Oil and innovation

There have been numerous articles and books discussing the fact that the Oil is running out, with many dooms day prophesies about the destruction of our economies and way of life coinciding with this decline.

This is partly true, yet I feel the future is going to look a lot brighter than some have anticipated.

Whilst according to BP there is only enough oil to last approximately the next half century, and the world is currently highly dependent on this oil as the foundation of it’s economy, it is worth considering these words spoken by the veteran Saudi oil minister in 2000.

Thirty years from now there will be a huge amount of oil – and no buyers. Oil will be left in the ground. The Stone Age came to an end, not because we had a lack of stones, and the oil age will come to an end not because we have a lack of oil.

The pace of innovation taking place in renewable energy is fast paced and extremely exciting. It’s beginning to look oil will become redundant before the oil runs out.

Take the Photovoltaic energy sector.

For UK Households, the cost of Solar Panel Roofing has declined dramatically since 2011 from £15,000 for installation, to approximately £5,500 in 2015, making them an increasingly attractive form of energy supply.

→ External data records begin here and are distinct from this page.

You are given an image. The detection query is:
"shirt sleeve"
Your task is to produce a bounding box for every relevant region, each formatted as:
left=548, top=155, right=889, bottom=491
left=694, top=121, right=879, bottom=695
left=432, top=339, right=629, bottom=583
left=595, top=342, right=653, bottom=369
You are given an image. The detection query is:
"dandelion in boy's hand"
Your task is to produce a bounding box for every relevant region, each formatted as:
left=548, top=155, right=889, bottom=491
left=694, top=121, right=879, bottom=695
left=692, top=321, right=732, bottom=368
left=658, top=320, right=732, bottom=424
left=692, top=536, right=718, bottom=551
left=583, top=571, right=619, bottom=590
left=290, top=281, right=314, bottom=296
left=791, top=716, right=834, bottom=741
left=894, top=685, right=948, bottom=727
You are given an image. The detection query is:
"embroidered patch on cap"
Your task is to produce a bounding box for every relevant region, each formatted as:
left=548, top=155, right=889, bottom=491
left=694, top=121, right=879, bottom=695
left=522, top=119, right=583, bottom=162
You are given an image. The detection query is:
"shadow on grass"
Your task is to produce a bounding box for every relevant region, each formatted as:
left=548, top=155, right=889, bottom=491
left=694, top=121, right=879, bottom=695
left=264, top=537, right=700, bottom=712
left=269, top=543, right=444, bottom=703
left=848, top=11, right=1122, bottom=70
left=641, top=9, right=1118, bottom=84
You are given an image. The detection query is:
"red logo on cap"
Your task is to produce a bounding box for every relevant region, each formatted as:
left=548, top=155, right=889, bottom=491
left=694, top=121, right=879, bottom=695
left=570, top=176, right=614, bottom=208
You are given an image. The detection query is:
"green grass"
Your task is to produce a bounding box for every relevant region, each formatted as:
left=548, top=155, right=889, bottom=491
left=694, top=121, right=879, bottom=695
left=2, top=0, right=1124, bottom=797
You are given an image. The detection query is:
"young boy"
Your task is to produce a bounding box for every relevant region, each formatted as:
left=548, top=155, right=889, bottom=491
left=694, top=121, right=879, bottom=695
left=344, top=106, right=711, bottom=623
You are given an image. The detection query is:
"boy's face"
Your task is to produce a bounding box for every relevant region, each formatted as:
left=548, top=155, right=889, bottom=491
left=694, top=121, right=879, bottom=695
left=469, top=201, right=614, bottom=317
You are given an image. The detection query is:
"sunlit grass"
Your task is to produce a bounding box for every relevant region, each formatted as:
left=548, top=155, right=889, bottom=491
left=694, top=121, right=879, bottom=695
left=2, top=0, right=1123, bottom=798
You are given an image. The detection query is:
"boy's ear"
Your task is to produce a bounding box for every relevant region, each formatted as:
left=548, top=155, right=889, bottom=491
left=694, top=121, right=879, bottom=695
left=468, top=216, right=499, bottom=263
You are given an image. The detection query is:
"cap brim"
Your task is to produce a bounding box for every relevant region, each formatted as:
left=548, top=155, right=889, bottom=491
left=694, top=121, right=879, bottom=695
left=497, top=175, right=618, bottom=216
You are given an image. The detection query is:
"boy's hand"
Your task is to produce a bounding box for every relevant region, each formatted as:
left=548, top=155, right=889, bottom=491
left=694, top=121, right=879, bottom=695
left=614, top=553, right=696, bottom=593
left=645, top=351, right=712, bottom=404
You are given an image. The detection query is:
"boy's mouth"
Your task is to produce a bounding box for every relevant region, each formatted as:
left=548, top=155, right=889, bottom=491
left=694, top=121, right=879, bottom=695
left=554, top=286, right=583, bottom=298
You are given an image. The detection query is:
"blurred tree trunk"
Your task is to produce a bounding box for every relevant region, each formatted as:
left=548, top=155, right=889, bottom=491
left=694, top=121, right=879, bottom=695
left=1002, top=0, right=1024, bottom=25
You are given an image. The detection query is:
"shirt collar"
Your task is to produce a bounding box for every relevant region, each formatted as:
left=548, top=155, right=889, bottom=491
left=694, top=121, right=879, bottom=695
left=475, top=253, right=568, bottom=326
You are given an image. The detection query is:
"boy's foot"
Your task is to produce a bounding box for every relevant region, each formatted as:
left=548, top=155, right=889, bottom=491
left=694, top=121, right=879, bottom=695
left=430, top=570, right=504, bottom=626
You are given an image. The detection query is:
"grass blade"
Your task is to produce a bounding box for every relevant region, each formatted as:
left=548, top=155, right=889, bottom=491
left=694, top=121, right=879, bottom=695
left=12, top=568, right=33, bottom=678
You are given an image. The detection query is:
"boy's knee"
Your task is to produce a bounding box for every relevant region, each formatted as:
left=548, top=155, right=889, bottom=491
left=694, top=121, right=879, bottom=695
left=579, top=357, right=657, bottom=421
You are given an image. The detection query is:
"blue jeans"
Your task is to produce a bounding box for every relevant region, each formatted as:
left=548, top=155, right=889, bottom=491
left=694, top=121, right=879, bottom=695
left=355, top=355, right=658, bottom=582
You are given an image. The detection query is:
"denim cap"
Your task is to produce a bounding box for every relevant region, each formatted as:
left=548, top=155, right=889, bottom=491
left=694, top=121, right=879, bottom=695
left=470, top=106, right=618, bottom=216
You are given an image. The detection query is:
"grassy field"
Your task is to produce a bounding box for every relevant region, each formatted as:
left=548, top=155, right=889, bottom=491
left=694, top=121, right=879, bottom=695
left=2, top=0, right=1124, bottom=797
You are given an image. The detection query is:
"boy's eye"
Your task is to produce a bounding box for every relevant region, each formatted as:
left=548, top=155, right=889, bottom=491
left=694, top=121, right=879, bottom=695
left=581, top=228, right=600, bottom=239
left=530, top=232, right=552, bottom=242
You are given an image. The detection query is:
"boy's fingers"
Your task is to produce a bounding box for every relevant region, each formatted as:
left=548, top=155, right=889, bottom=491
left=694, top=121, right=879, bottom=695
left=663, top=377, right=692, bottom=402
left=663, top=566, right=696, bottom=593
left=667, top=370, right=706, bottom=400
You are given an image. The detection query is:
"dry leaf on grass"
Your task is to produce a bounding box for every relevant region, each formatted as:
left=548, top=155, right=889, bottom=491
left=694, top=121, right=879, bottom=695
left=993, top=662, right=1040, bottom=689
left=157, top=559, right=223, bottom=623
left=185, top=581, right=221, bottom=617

It has been widely reported that the costs of Solar Energy will have further to fall as innovation is gathering pace in this sector.

Over the next 10 to 20 years, we are likely to see huge improvements in the reliability, costs and energy capacity of renewable energies, to such an extent that our children and grandchildren will no doubt find it baffling that we used to fuel the entire world on oil.

I expect this will be similar to this generation finding it bizarre that people used to go out and purchase 12” records just to listen to one song!

Robert Bryce, in his book Smaller, Faster, Lighter, Denser, Cheaper, explains how technological innovation has been remarkable and it’s a trend that is likely to continue. As an example of how technology has been dramatically improving, he mentioned the following about the iPhone.

The iPhone has 250,000 times more storage capacity than the computer that went to the moon.

It’s worth bearing that in mind when we consider how we’ll fuel our lives in the future. I expect bright innovations will continue to surprise us lesser minds and the future is most certainly very exciting.